= European Bureau for Conscientious Objection =

Umbrella organisation for national associations of conscientious objectors

The European Bureau for Conscientious Objection (EBCO) is a European umbrella organisation for national peace organisations supporting conscientious objectors. Its seat is in Brussels and it was founded in 1979. It aims to organise solidarity campaigns for conscientious objectors facing legal charges in European countries and to lobby for such rights in European institutions. Together with War Resisters' International, which is also one of its members, it is considered one of the leading international NGOs working on conscientious objection.

== Objectives ==
EBCO stands up for the right of conscientious objectors, who claim this right as a human right, to abstain from warfare, its preparations or any other military activity on a national and an international level. It lobbies for the right to asylum for conscientious objectors whose governments do not recognise their objections. It promotes cuts to military budgets in favour of social spending, the immediate cessation of the recruitment and of minors into the armed forces, the abolition of conscription, and the introduction of peace education in the education system.

== Activities ==
The organisation creates a network between national organisations from Belgium, Bulgaria, Cyprus, France, Finland, Georgia, Germany, Greece, Italy, Lithuania, Russia, Spain, Switzerland, Turkey, Ukraine and the United Kingdom. As of October 2023, Alexia Tsouni from Germany acts as the organisation's president.

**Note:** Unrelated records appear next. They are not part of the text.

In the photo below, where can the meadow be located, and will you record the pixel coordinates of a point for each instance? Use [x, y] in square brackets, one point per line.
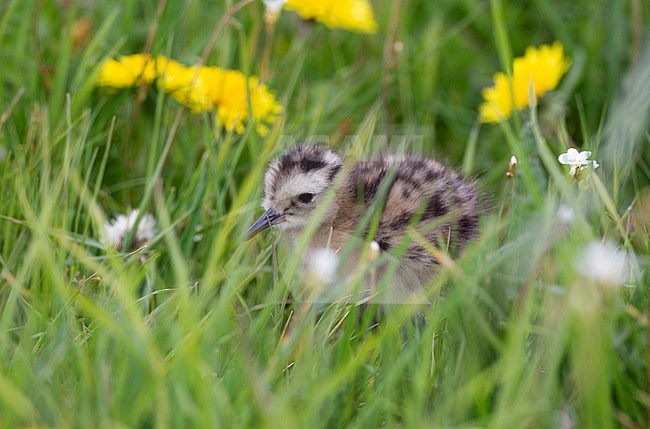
[543, 322]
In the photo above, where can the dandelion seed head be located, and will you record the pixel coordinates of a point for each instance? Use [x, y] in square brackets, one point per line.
[117, 230]
[274, 6]
[603, 263]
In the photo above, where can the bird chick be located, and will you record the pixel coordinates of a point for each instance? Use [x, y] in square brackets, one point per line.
[408, 191]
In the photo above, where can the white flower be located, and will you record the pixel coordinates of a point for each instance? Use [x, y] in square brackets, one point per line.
[576, 160]
[199, 234]
[604, 263]
[274, 6]
[323, 264]
[565, 214]
[116, 230]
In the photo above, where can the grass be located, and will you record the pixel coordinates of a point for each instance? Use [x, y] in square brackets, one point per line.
[193, 333]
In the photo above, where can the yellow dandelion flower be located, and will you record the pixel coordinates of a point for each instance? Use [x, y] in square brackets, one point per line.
[190, 86]
[200, 88]
[232, 103]
[128, 71]
[543, 66]
[352, 15]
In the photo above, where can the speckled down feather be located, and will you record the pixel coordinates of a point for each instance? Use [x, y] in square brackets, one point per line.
[409, 191]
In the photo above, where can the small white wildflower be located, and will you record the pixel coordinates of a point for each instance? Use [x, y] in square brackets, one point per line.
[323, 264]
[604, 263]
[116, 230]
[398, 47]
[198, 236]
[374, 251]
[576, 160]
[274, 6]
[565, 214]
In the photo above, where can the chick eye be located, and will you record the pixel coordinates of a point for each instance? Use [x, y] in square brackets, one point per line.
[306, 198]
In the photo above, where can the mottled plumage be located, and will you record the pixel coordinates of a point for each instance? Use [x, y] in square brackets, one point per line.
[408, 190]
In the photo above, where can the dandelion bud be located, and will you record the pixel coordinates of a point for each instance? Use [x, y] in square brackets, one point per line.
[512, 166]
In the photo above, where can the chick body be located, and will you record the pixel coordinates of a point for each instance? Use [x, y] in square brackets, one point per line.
[408, 191]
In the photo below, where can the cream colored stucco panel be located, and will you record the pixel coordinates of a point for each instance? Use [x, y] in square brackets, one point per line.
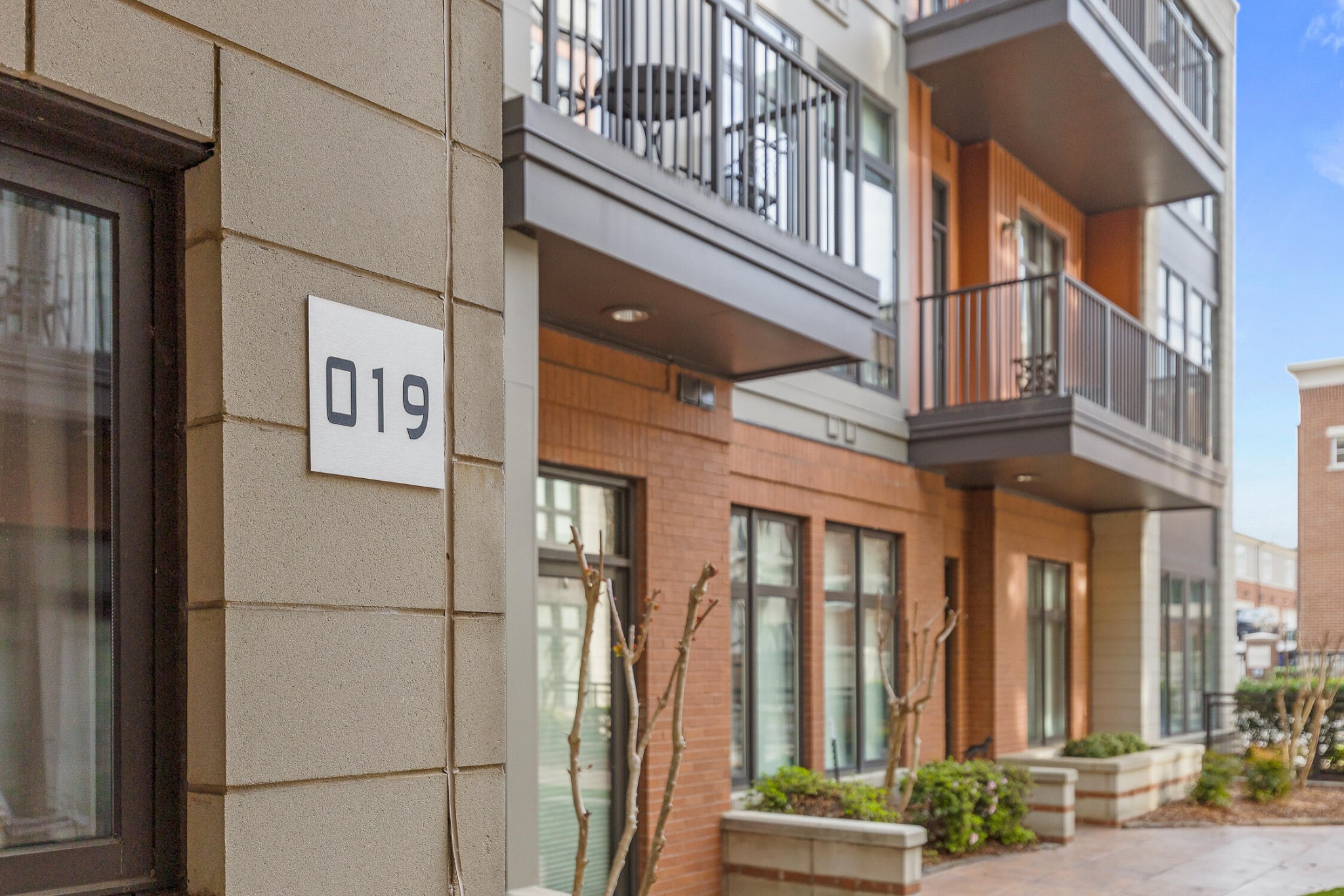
[387, 52]
[480, 796]
[478, 74]
[292, 537]
[120, 54]
[265, 323]
[339, 838]
[479, 691]
[12, 34]
[478, 230]
[305, 167]
[328, 693]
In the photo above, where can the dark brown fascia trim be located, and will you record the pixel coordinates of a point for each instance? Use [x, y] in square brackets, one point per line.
[32, 108]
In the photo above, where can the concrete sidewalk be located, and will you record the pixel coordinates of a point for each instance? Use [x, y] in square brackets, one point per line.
[1246, 861]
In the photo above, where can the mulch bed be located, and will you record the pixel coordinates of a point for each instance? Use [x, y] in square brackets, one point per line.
[934, 859]
[1311, 805]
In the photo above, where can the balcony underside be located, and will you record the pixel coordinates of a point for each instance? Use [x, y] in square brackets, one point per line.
[727, 292]
[1065, 89]
[1076, 453]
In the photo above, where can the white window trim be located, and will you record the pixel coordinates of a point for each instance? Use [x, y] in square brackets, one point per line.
[1335, 436]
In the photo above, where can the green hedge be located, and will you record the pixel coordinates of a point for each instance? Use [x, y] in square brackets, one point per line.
[801, 792]
[963, 805]
[1104, 746]
[1258, 722]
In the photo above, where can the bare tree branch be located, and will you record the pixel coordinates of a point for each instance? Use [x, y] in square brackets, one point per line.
[595, 580]
[905, 708]
[692, 622]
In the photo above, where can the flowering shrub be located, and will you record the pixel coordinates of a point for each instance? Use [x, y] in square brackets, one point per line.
[965, 804]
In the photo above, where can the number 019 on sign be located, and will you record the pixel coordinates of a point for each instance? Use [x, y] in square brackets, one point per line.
[375, 396]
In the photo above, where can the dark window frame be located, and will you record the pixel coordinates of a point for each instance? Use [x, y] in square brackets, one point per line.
[859, 163]
[84, 156]
[624, 573]
[1192, 712]
[1046, 619]
[859, 600]
[747, 593]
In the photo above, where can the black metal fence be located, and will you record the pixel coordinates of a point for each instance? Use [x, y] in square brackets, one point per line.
[706, 93]
[1054, 335]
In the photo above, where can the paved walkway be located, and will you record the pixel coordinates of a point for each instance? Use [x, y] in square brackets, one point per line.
[1172, 861]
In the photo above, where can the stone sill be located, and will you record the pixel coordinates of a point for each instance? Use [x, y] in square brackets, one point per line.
[872, 833]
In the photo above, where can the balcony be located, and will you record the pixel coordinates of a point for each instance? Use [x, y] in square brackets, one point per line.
[1113, 102]
[681, 159]
[1046, 387]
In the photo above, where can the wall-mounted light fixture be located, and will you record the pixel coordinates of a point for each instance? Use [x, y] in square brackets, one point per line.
[627, 314]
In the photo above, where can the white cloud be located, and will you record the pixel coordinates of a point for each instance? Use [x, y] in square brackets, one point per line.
[1328, 29]
[1328, 159]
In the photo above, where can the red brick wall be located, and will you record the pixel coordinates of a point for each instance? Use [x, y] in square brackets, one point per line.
[826, 484]
[1000, 533]
[1320, 518]
[610, 411]
[1264, 596]
[616, 413]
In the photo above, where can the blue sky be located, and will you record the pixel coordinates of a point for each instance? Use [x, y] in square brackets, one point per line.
[1290, 241]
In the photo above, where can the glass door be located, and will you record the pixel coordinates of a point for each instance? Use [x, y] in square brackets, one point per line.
[596, 510]
[1047, 651]
[1041, 251]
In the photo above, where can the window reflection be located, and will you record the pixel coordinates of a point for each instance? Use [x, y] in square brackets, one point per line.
[55, 525]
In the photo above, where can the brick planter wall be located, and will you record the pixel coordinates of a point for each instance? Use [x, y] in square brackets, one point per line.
[1110, 792]
[766, 852]
[1051, 804]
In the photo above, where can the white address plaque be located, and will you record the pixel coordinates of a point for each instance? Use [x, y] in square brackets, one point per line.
[375, 396]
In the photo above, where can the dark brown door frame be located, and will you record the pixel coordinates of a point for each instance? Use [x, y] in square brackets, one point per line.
[79, 155]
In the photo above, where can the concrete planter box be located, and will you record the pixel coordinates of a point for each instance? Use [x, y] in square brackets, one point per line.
[773, 853]
[1051, 804]
[1110, 792]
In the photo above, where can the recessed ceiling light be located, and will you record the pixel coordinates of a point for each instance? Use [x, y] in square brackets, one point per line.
[627, 314]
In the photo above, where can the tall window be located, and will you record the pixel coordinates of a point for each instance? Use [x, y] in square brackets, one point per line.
[860, 580]
[940, 285]
[89, 766]
[1188, 652]
[1186, 319]
[940, 237]
[1047, 651]
[598, 510]
[874, 218]
[766, 596]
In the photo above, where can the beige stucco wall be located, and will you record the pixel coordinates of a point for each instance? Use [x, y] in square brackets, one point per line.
[346, 637]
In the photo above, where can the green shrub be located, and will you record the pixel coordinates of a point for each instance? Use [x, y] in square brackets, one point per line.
[803, 792]
[1267, 775]
[1258, 722]
[965, 804]
[1104, 746]
[1214, 778]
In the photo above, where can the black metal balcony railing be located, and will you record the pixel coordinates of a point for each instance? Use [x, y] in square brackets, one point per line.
[704, 92]
[1053, 335]
[1167, 35]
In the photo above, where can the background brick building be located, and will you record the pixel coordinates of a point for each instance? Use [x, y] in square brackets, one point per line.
[1320, 497]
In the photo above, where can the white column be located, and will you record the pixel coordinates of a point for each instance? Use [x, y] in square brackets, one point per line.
[520, 399]
[1125, 629]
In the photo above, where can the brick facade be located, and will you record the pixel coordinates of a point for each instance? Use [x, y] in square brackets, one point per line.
[1320, 516]
[605, 410]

In 1985 EBCO along with War Resisters' International formally adopted the International Conscientious Objectors' Day (CO day), occurring on May 15, which celebrates those who have and continue to resist war and participation in military structures, and propelled it to worldwide recognition.

The organisation lobbied for European countries to sign and ratify the Optional Protocol on the Involvement of Children in Armed Conflict to the Convention on the Rights of the Child.

EBCO produces reports and conducts research on conscientious objection in Europe through. Since at least 2008, it writes an annual report on conscientious objection and civilian service for the European Parliament Committee on Civil Liberties, Justice and Home Affairs.

EBCO has participatory status with the Council of Europe since 1998. Since 2005, it is also a member of the INGOs Conference of the Council of Europe. Since 1995, it is a full member of the European Youth Forum.

Since 2021, EBCO has adhered to and utilised the International Standards on Conscientious Objection to Military Service, published in the same year by the Quaker United Nations Office, available in English, Spanish, Russian and French. The paper outlines the ways in which conscientious objection has been recognised and protected through human rights mechanisms and treaties, accounting for developments in international standards that have occurred since 2015.